David Sinclair: My latest work is focused on epigenetic reprogramming. And In our case, we’re going to try to reverse glaucoma. We think that aging is largely driven by epigenetic changes, structures in the nucleus that change over time, these technologies are extremely important to us.
Longevity.Technology: What are you working on that’s exciting?
David Sinclair: I’m most excited about the reprogramming of a cell with the ability to reset it and do so in a safe manner. I’m seeing things in our animals that I didn’t think I’d ever see. I didn’t know, there was a backup hard drive of the epigenome [2], which apparently exists.
And we’re just learning how to reset that and reinstall the software, so to speak. We’ve gone from one graduate student working on this to half my lab working on this in the past year. That’s how exciting it is.
Longevity.Technology: Sinclair’s work on partial cellular reprogramming gains some of its inspiration from the work done by Juan Carlos Belmonte at the Salk Institute, who showed that adult cells could be induced back to a pluripotent stage of their development. This revelation is profound for those who want to turn back the cellular clock, but presented the problem that embryonic cells inside of an adult body could easily become cancerous.

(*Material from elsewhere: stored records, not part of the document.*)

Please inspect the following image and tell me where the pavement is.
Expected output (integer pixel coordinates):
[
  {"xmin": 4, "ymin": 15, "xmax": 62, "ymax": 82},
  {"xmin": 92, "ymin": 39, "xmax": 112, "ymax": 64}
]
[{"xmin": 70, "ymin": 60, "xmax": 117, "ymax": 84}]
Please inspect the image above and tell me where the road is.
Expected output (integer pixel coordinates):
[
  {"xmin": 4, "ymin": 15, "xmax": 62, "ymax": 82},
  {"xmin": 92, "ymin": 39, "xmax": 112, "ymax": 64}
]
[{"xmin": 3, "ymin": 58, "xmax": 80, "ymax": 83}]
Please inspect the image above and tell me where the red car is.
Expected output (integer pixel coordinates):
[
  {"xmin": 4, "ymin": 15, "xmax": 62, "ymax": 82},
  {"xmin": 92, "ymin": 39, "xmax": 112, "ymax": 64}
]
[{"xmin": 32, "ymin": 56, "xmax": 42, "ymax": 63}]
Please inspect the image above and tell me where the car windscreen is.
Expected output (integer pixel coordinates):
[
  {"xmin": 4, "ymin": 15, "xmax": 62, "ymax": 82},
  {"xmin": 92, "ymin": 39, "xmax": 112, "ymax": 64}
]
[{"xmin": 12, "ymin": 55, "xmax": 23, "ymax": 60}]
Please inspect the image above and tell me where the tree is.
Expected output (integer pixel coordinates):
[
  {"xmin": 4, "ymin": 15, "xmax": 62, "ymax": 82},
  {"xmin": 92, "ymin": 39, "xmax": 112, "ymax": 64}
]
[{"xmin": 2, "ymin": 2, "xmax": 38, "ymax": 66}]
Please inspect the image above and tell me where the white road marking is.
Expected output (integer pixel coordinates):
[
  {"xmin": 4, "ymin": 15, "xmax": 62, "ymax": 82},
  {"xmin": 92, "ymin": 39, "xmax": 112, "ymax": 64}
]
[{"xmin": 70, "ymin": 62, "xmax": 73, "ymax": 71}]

Sinclair’s team are instead doing research into partial cellular programming, instead choosing to revert cells to expressing the pattern of genes they expressed while they were younger (with cellular aging emerging from the fact that cells lose this useful pattern, and see the introduction of noisy elements — such as genes that shouldn’t be expressed in them — as they grow older). Their focus right now has seen them produce some fascinating pre-print results into restoring vision in the retina [3].